A 2022 Tesla Model 3 reportedly caught fire and was completely destroyed in Newark, New Jersey, last week after the electric vehicle struck debris on the road.
The electric vehicle started issuing warnings that there was a critical problem shortly after the Tesla hit an object on the road, at which point the driver then pulled over, called authorities, and exited the vehicle before the battery pack started smoking and later erupted in flames, according to a report by InsideEVs.
Photos and video footage were provided to the outlet by a first responder who was at the scene of the incident.
The outlet noted that the Tesla fire in New Jersey was reminiscent of a vulnerability the EV had when it first launched, in which “multiple vehicles went on fire after striking road debris,” sparking an investigation by the National Highway Traffic Safety Administration (NHTSA).
Ultimately, the solution was to “add a titanium plate and an aluminum deflector under the vehicles, which better protected them from debris strikes,” InsideEVs reported, adding that it worked.
Putting out the fire was very difficult for the Newark Fire Department, as the Model 3 kept smoking and flaming up, time and time again, after the fire was extinguished — unlike gasoline-powered vehicles.
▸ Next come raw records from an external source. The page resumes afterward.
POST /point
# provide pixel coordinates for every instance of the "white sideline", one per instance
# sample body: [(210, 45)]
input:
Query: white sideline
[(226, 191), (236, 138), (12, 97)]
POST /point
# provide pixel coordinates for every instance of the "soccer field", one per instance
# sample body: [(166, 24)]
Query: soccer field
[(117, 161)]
As Breitbart News previously reported, putting out a fire on an electric vehicle is no easy task, as the electrolyte fluid reaction in lithium batteries makes the blaze extremely hard to put out. Moreover, the fires have been known to spontaneously reignite up to a week later.
Additionally, EVs have proven themselves to be a new and difficult challenge for firefighters, as evidenced from Hurricane Ian last year in Florida, where multiple electric vehicles caught fire after becoming waterlogged during the storm.
“There’s a ton of EVs disabled from Ian. As those batteries corrode, fires start. That’s a new challenge that our firefighters haven’t faced before. At least on this kind of scale,” Jimmy Patronis, Florida’s chief financial officer and state fire marshal, said at the time.
Just days before the Model 3 caught fire in New Jersey, another Tesla burst into flames on a busy highway in the Southern Highlands region of Australia, sending firefighters on yet another a difficult mission to battle the blaze.
It took firefighters, who had to bring a bulk water tanker and use more than 1,585 gallons of water before the fire was extinguished, at least half an hour to get the fire under control.